Fox Hunting Is Still Terrorizing Wildlife Despite UK Ban, Charity Warns

The devastating effect of illegal hunting is being felt across the UK


3 Minutes Read

A young fox peeking out from under a log in England - Media Credit: Adobe Stock

An animal welfare charity has warned that fox hunting is having a “shocking impact” on native wildlife and rural communities in Britain.

The claim comes from League Against Cruel Sports (LACS). The organization collects data on suspected illegal hunting every year, including via its Animal Crimewatch service.

Its latest findings included 180 reports related to suspected illegal hunting across 40 counties in the UK. The highest number of incidences took place in Dorset, Gloucestershire, Warwickshire, Devon, and Somerset.

These come despite fox hunting being banned, as per the 2004 Hunting Act.

In addition to illegally taking the lives of thousands of foxes, hunting parties also impact local people and other animals. According to LACS, reports of hunts intimidating individuals, impacting railway lines and roads, and harassing farmed and companion animals are commonplace.

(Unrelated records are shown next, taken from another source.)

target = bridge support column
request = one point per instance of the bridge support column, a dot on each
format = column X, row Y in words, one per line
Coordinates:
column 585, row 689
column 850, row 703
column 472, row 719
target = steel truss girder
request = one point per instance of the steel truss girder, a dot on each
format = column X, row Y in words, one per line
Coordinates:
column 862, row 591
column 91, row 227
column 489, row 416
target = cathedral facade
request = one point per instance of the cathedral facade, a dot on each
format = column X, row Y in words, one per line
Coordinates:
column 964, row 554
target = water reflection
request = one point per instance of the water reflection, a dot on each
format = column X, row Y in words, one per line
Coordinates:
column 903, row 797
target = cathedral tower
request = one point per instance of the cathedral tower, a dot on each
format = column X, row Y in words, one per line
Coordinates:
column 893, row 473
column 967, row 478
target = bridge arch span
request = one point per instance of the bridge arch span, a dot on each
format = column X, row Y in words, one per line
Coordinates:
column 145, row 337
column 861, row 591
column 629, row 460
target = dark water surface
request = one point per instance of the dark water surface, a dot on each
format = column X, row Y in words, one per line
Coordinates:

“These incidents clearly show the impact hunting has on rural communities, as well as wildlife, despite it being banned,” Chris Luffingham, director of external affairs for League Against Cruel Sports said in a statement.

“It’s time for change and to strengthen legislation to properly ban hunting and end this brutal and sordid so-called sport once and for all.”

The charity states that it has seen numerous accounts of potential hunt activities, on private and public land, during the latest fox “cubbing” season. This runs from August to October, and sees hunts encouraging their dog packs to seek out and kill young foxes. This is entertained to give dogs a taste for killing larger specimens. It is estimated that up to 10,000 fox cubs are brutally killed by hunters each year.

A fox standing on a rock in the river
Adobe Stock Foxes and their cubs are often brutally killed during hunts

Why is fox hunting still happening?

The 2004 Hunting Act made it illegal to hunt certain mammals with dogs. These include foxes, hares, mink, and deer. It covers England and Wales, with Scotland implementing its own ban in 2002.

Since it was brought in, the law has faced fierce criticism from pro-hunting lobbies, which have sought to abolish or weaken the legislation. Having been unsuccessful, hunting groups have taken to exploiting loopholes to continue participating in bloodsports.

One reason for the lack of convictions against hunts is that they claim to be partaking in “trail hunting.” Exempt from the Hunting Act, this allows groups to set their dogs on a scent laid out by humans, usually of fox urine. It is supposed to mimic the experience of traditional hunting but with none of the killing.

But dog packs frequently pick up a “real” live animal scent and follow that instead. Hunts have used this as an excuse when facing potential prosecution, saying they didn’t intend to track a fox.

However, according to LACS, leaked videos prove that trail hunting is used as a “smokescreen” to intentionally hunt foxes. The organization’s exposé resulted in Mark Hankinson, the then director of the Masters of Foxhounds Association, being found guilty of inciting others to break the law in 2021. Earlier this year, however, he won an appeal and his conviction was overturned.

What can be done to protect foxes?

LACS is calling for a crackdown on illegal hunting. It wants to see the Hunting Act strengthened through a number of amendments. 

Chief amongst them is a proposal to include a “reckless” provision. If brought in, it would prevent trail hunting from being used as an alibi for fox deaths. Other potential revisions include longer prison sentences for guilty parties. And, prohibiting dogs from being sent underground to flush out animals.

Public support for the fox hunting ban has remained strong. In 2017, LACS commissioned a poll that showed 85 percent of people believe the ban should stay in place. Looking specifically at rural communities, where hunts commonly take place, 81 percent of residents still wanted to see the ban upheld.